The Common Injury That Is Becoming A Silent Epidemic

Traumatic brain injury (TBI) is one of the leading causes of death and disability in the U.S. and is considered a serious threat to public health and safety. According to Mindbodygreen, TBIs account for 30% of all injury-related deaths and affect millions of Americans every year.

Also known as a close head injury (CHI) or concussion syndrome (CS), a TBI is caused by blunt force trauma to the head. This can be the result of a number of potentially dangerous incidents, including a fall, a car accident, or even a sports-related injury.

TBIs are evaluated on a scale of 1 to 10, with one being a minor bump to the head and 10 being the most severe head injury. While 70% to 90% of all cases of TBI are considered minor or mild, experts believe this is an underestimation since many cases go unrecognized and untreated. That's why it is sometimes referred to as a "silent epidemic."

How to tell if you have a TBI

Although anyone can sustain a head injury that could lead to a TBI, some people are more at risk than others. According to CNET, athletes, military personnel, construction workers, police officers, older adults, toddlers, and survivors of domestic violence are most likely to be at risk of a TBI. That's because some of the leading causes of TBIs include car crashes, assaults, gunshot wounds, and other injuries relating to sports, law enforcement, war, and recreational activities.
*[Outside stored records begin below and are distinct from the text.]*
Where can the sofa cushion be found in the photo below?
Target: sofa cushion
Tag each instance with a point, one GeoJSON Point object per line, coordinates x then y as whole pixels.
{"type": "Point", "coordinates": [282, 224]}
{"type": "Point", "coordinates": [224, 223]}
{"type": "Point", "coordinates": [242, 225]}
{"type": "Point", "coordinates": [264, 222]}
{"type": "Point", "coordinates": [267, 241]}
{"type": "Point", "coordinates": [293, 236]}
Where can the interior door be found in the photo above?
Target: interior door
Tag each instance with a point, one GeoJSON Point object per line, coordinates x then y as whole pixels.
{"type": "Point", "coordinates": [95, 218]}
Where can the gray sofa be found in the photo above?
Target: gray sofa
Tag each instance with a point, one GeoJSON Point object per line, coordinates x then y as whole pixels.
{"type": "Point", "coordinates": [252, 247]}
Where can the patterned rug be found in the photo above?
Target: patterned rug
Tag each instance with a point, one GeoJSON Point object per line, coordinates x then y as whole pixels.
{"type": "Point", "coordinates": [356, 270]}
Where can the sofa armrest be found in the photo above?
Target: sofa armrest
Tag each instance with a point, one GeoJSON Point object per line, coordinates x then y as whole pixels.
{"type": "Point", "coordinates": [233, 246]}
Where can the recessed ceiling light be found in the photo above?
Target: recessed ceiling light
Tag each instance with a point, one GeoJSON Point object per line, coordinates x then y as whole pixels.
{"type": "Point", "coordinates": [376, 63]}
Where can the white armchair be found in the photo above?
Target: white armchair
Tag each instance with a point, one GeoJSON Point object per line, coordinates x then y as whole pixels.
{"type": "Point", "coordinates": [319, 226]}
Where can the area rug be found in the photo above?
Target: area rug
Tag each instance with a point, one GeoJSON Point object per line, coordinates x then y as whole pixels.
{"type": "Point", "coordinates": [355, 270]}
Regardless of how you hit your head, it's important to know which signs and symptoms of TBIs you need to watch out for. Some common symptoms of a mild TBI include headache, dizziness, blurred vision, confusion, nausea, mood changes, and sensitivity to light and sound. These are all signs of a standard concussion. However, more severe head injuries can lead to much more serious and damaging symptoms. For instance, slurred speech, seizures, loss of consciousness, memory problems, numbness, weakness, difficulty waking up, and loss of coordination or balance are all symptoms of moderate to severe TBIs. If you've experienced any injury that could lead to a TBI, you should seek immediate medical attention.